The Wah Taung camp in Kyauktaw Township is one of about 170 IDP camps in Arakan State. (Photo: CJ)

DMG Newsroom
14 June 2022, Sittwe  

Internally displaced people (IDPs) are calling for more effective healthcare services in Arakan State’s displacement camps due to the rising dengue fever, malaria and diarrhoea caseloads that accompany the arrival of the monsoon season each year. 

IDPs at a camp in a Ponnagyun Township industrial zone have raised fears of a dengue fever outbreak among children and the elderly during the rainy season due to a lack of access to healthcare, camp officials said. 

“The IDP camp has not yet prepared for dengue fever. In the past, employees from the Department of Public Health provided medical care in the IDP camps. But since the beginning of this year, displaced people at the camp have not received healthcare,” Ko Than Htay, manager of the camp, told DMG. “That’s why we want health workers to come to the displacement camps twice a month and provide medical care to IDPs.” 
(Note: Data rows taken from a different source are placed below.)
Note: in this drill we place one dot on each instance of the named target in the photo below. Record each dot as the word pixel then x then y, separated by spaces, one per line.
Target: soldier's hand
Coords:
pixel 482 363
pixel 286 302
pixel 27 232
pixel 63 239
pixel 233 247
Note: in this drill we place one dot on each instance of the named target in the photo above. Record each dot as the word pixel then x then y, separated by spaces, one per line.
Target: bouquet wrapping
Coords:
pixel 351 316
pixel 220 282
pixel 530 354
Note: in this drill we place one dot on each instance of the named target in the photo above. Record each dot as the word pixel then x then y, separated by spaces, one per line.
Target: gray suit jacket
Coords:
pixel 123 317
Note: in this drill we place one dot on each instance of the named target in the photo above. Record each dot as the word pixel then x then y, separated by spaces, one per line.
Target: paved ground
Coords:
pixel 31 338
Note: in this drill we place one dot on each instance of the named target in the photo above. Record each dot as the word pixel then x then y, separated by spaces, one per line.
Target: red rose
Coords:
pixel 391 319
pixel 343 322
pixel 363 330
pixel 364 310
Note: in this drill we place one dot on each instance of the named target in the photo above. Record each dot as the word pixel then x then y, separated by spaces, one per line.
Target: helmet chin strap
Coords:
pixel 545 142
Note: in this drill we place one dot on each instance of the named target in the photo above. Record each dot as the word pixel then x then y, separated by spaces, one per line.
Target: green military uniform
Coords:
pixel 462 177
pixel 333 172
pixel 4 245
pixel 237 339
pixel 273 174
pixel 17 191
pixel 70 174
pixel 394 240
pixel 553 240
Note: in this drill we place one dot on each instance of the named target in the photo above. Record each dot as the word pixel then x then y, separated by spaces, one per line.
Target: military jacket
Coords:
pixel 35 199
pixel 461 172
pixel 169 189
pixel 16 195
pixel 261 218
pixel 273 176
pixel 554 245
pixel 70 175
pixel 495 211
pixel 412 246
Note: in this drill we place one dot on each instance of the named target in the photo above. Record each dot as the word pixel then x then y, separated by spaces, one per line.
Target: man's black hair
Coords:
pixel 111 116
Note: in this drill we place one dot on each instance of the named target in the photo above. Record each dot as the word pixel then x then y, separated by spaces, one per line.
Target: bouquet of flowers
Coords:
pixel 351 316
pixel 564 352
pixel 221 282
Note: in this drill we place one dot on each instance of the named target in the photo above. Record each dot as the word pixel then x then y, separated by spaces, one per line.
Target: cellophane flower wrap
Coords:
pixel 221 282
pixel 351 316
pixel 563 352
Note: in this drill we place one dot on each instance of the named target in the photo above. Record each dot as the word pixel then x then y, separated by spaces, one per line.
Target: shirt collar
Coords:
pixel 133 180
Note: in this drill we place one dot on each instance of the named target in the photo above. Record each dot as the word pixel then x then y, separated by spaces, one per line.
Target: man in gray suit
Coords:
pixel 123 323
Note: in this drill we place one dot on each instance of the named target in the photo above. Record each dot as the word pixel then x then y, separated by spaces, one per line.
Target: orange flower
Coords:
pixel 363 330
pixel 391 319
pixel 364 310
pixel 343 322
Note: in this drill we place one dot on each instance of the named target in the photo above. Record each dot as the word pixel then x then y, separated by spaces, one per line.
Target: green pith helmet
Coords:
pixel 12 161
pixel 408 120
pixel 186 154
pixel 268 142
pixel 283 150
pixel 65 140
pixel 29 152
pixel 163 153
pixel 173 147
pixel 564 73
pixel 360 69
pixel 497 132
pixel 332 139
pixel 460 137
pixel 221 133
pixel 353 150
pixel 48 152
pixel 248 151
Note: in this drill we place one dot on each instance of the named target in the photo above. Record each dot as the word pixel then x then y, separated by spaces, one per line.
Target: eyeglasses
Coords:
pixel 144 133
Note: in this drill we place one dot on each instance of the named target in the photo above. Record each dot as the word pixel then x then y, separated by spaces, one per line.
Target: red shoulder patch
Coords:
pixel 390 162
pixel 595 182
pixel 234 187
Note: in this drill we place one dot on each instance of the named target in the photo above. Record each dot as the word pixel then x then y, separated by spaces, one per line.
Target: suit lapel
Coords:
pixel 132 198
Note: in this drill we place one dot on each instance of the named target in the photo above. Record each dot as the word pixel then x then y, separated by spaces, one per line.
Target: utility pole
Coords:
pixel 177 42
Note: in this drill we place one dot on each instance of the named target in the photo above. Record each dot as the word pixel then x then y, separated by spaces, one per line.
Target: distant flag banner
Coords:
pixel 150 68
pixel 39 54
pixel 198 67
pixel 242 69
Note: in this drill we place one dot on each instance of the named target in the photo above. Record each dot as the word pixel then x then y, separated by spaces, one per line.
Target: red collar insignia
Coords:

Elsewhere, the toilets at the Yanaungmyay IDP camp in Buthidaung are foul-smelling and there are fears of a diarrhoea outbreak in the camp. 

“Toilets in the IDP camp are damaged. During the rainy season, there are not enough toilets and bad smells, so mosquitoes and flies come. We are worried that there will be diarrhoea and dengue fever in the camp,” said Ko Aung Htay, an IDP from the Yanaungmyay displacement camp. 

Ko Naing Tun Win, manager of the Wah Taung IDP camp in Kyauktaw Township, said some nurses were visiting the camps, but they were not sufficiently provisioned. 

“A nurse from the Department of Public Health provides healthcare services to IDPs at the camp weekly, but she doesn’t have enough medicine. She also provides healthcare services to other displacement camps,” he explained. 

DMG attempted to contact Dr. Kyi Lwin, head of the Arakan State Department of Public Health (DPH), to find out more about the healthcare situation in the state’s displacement camps, but he could not be reached. 

“Township and rural health centres go to displacement camps and provide mosquito control services. The health department is also spraying the affected areas,” Dr. Zaw Zaw Aung, deputy director of the state’s DPH, told DMG on June 10. 

Myanmar’s military and the Arakan Army have largely observed an informal ceasefire since November 2020, after two years of often-intense fighting. More than 200,000 people were displaced by the fighting in Arakan State, and while many returned to their homes following the 2020 ceasefire, tens of thousands remain at displacement camps. 

There are about 170 IDP camps across 10 Arakan State townships, and more than 70,000 people are still living in the displacement camps, U Hla Thein, spokesman for the Arakan State military council, told DMG.